Le travail du bronze atteste de plus de savoir-faire métallurgique. Dans la confection des ustensiles indispensables, que ce soit pour la défense contre les ennemis, ou pour les travaux d'entretien quotidien, l'ornementation se développe. La fusibilité du métal permet d'obtenir le moulage de formes plus variées et plus fluides. Ainsi les haches sont faites d'un ou deux ailerons recourbés, elles sont forgées avec une douille pour recevoir le manche au lieu d'être fixée dans ce dernier. L'hameçon reçoit une courbure et une barbe pour mieux retenir le poisson. La lame du couteau reçoit un manche.
Les propriétés particulières du bronze vont rapidement faire évoluer le façonnage de armes et des protections corporelles. Le couteau grandit jusqu'à devenir l'épée. Sept cuirasses datées des IXe et VIIIe siècles av. J.-C. retrouvées à Marmesse[15], font partie des premiers exemples de l'évolution du travail des métaux et du développement de l'artisanat qui s'y dédie.
Le minerai de fer commence vers 1200 avant J.-C. en Anatolie et dans le Caucase. De nouvelles techniques de forge apparaissent, avec un acier d'abord médiocre - à l'exception de celui forgé à partir de météorites[16],[17] - mais plus performant à partir du Ier siècle, qui va lui aussi changer les rapports politiques et sociaux. Le métier de forgeron, se développe, dont celui des forgerons d’armes. Ces derniers trouveront protection et reconnaissance auprès des puissants, ce qui leur permettra d'acquérir un statut d'artisan empreint d'une avantageuse reconnaissance sociale.
Plus à l'est, à partir du Ier- IIIe millénaire avant J.C., dans les steppes d’Asie centrale, les armures complètes se développent déjà. Ainsi en attestent les Cataphractes[18] - d'abord en écaille, puis en métal. Elles sont destinées tant à la protection du guerrier qu'à celle de la monture.

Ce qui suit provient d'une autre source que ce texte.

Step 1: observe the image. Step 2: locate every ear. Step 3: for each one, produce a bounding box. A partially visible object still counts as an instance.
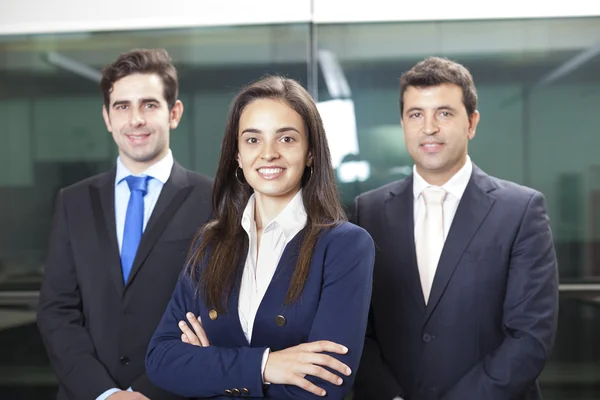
[102,106,112,133]
[306,151,315,167]
[468,110,481,140]
[169,100,183,129]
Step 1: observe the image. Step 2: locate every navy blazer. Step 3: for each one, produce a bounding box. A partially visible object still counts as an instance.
[146,222,375,399]
[354,166,558,400]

Les premiers à doter notamment leurs archers montés d'une telle protection corporelle, d'une armure, sont les Assyriens, mais ils l'abandonneront au profit de la mobilité.
Le casque et le bouclier remontent à cette époque, représentés sur les bas-reliefs de Ninive et de Memphis. Les casques des Assyriens et des Persans n'emboîtaient que le haut de la tête. Ceux des Grecs, décrits par Homère, et des Romains seront munis de jugulaires et d'une forme propre à dévier les coups. Les boucliers, d'osier tressé ou de bois léger, sont recouverts d'abord de cuir épais, puis renforcés de lames de métal.
La puissance de l’Empire assyrien repose sur l'organisation de son armée et de sa logistique, la plus performante jamais constituée. Elle englobe le ravitaillement des troupes, l’entretien du matériel et des chevaux, la médecine et les fondeurs et forgerons habiles: Les assyriens les parquent dans les arsenaux (ekal mašarti) de leurs palais et les intègrent dans le moindre de leurs déplacements militaires. Si l'importance logistique de leur talent est indéniablement reconnu, leur place dans la société ne semble pas très enviable. Le Code de Hammurabi, roi de Babylone vers 1750 avant J.C., révèle l'existence de cette catégorie d'artisans, au salaire quotidien fixe[19], ayant l'obligation de former leurs enfants et un apprenti, qu'ils peuvent du reste adopter[20], mais pratiquement sans droits civils. Grâce à cette structure, l'empire assyrien s'étendra de l'Asie Mineure au golfe Persique jusqu'à l'Indus, allant jusqu’à conquérir la Basse-Égypte et la Haute-Égypte en 671.
Ce sont les archers montés caparaçonnés de leurs descendants parthes, les cataphractaires de Suréna qui assurèrent l'avantage qui couta la vie à Crassus, lors de la bataille de Carrhes, en 53 avant J.C.[21]. Les armées romaines ne s'en équipèrent que plus tardivement.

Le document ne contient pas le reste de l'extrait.